I think you mean : on natural, quarried, water stones. Am I right ?

Jason (or any one else),

Is there REALLY anything a Shapton won't cut besides a ceramic blade ?

Speaking of stropping. I was trying to strop a ceramic blade on a rock maple strop with 600 grit diamond paste on it. Never made a significant change until I took it to one of my EEF diamond plates. I had relaxed the sharpening angle of the edge some using diamond paddles and was attempting to make the edge shave sharp. Ha, ha, ha, it wasn't shave sharp from the maker even though their shtick was "Ten times sharper than any other knife" or some such baloney.

See top knife in this photo.

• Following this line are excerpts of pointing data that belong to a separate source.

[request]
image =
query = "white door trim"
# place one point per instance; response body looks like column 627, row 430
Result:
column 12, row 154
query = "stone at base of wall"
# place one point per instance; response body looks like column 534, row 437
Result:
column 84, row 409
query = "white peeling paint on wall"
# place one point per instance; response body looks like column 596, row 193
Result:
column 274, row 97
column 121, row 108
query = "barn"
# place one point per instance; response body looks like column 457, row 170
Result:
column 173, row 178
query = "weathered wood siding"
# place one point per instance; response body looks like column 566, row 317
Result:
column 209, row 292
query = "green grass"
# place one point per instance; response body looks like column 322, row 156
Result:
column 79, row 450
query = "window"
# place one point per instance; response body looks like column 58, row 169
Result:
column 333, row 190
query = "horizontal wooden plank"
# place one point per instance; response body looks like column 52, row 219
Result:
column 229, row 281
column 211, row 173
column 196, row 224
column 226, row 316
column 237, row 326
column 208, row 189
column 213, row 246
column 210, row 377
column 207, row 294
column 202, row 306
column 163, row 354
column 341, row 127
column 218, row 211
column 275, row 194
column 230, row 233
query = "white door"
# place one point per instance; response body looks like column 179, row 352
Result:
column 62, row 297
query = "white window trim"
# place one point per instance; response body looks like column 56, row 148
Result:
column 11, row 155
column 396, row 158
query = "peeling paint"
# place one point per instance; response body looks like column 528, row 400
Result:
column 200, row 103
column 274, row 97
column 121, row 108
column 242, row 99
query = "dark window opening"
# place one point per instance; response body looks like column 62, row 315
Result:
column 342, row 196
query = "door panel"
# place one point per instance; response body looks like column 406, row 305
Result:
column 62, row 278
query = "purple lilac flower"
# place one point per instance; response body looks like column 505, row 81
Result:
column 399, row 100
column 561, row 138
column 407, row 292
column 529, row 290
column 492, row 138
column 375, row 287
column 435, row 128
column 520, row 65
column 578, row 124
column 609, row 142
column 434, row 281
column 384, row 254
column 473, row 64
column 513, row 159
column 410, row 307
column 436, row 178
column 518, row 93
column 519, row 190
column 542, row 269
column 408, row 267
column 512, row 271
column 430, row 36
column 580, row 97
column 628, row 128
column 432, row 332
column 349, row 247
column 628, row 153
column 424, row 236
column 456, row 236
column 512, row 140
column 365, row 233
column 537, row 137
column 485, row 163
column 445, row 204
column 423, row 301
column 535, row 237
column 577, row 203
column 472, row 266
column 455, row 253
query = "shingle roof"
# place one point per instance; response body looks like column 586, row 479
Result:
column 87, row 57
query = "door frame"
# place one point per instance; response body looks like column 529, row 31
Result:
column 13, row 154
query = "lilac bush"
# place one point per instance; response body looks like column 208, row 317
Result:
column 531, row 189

Nice little knife but dull as a river rock. (compared to all of my steel knives).

 
droptrd,


CV should pose absolutely no problem in the world for a Shapton water stone. It is engineered to abrade alloy steels that are far tougher to cut. In fact the whole point of CV is that it is easy to sharpen.

I am thinking, unless I misunderstand you, that you just need to do your SHARPENING on a coarser water stone then do the refining and polishing of that edge AFTER IT IS SHARP on the finer stones.

I never try to "touch up" an edge on a fine stone. I have finally learned from much time and frustration to go to a coarser stone to cut the steel then just use the fine stone to make it pretty and smooth. Of course one can strop to touch up if the edge hasn't gotten too dull but I abhor stops for the damage they do to the edge geometry.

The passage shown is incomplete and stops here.